Refugees applauded in Germany by locals

Germany’s newspaper Die Welt quoted Munich police spokesman Thomas Baumann as saying Sunday that the surging number of new arrivals had forced Bavarian authorities to redirect migrant flows to Berlin, Baden-Wuerttemberg and North Rhine-Westphalia.

Austria said late on Sunday it planned to phase out emergency measures that have allowed refugees to stream into Austria and Germany from Hungary since Saturday morning, raising the prospect that the influx might slow.

The estimate of migrants coming mostly on trains and buses from Hungary via Austria to the southern city of Munich was “10,000 plus”, says Upper Bavaria district president Christoph Hillenbrand.

Arriving on another train, two boys, perhaps seven or eight years old, pushed out their chests like football stars and beamed smiles as they traversed the throng of applauding people.

At Munich station, well-wishers turned up again to cheer the new arrivals, although, at a few dozen, they were neither as numerous nor as loud as a day earlier.

The travellers who stopped to speak told of weeks-long journeys by land and sea.

“I want to study accounting in Germany“.

“It can be a bit off-putting”.

Sadly, the Associated Press reports that according to the global Organization for Migration, of the more than 2,700 people killed trying to reach Europe from the Middle East and Africa, only a third of the recovered bodies have ever been identified, leaving many relatives subsequently unable to confirm the fate of their missing loved ones. “And it raises their hopes. We mustn’t awaken false hopes”.

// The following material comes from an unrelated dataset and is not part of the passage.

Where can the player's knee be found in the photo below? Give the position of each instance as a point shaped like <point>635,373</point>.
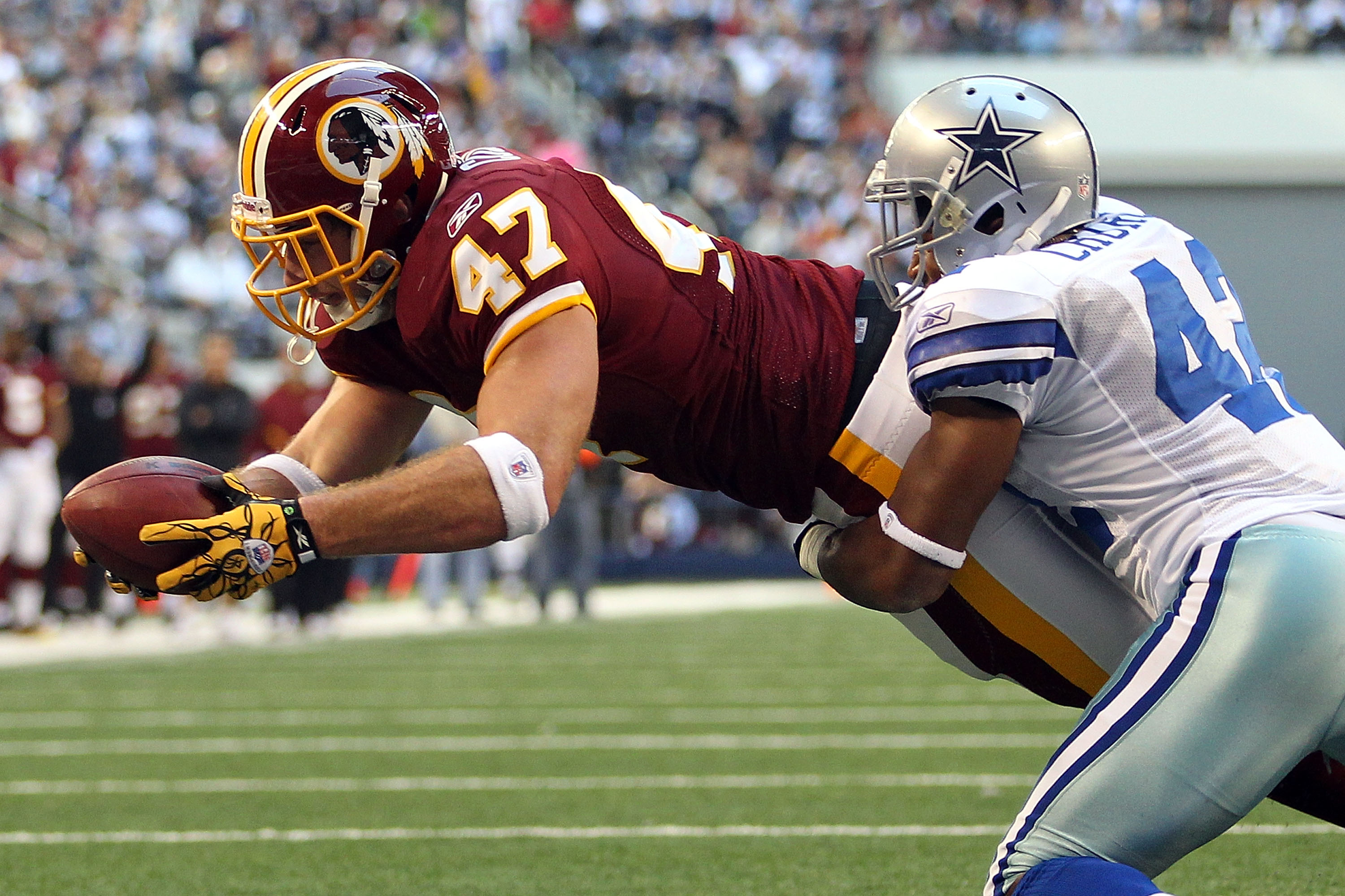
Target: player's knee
<point>1085,876</point>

Migrants are also looking to other parts of Europe.

Rail operator Deutsche Bahn said it had brought 22,000 refugees across the border into Germany in over 100 trains in recent days.

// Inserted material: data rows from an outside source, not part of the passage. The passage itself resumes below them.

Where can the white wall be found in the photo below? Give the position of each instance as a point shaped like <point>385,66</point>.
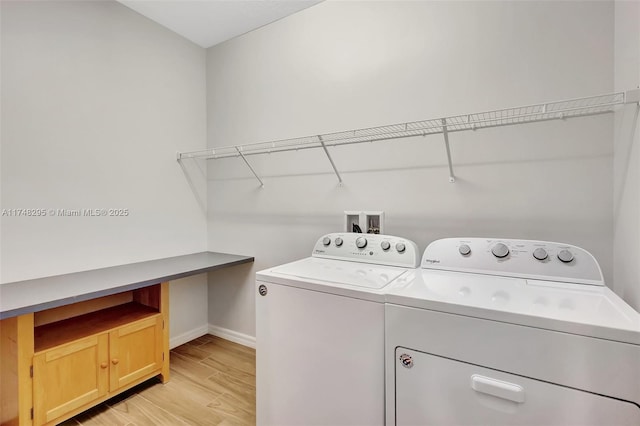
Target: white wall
<point>626,207</point>
<point>96,100</point>
<point>342,65</point>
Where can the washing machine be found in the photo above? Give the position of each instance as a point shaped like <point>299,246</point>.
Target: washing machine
<point>510,332</point>
<point>320,331</point>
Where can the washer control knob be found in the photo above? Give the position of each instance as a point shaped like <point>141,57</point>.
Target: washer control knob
<point>361,242</point>
<point>500,250</point>
<point>540,253</point>
<point>565,256</point>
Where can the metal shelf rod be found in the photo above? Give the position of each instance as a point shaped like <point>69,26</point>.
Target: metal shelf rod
<point>326,151</point>
<point>249,165</point>
<point>577,107</point>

It was unclear whether passengers on the Salzburg trains would disembark in Munich or continue further by train to other German states.

Germany, Europe’s biggest economy, has taken in by far the E.U.’s largest numbers of refugees amid the biggest refugee crisis since World War II.

So where do you put 20,000 people, and counting? Contemplating what they have been via, some did not fairly know what to make of all of it. However for others, the sense of aid was written throughout their faces. All had broken English at best and no German.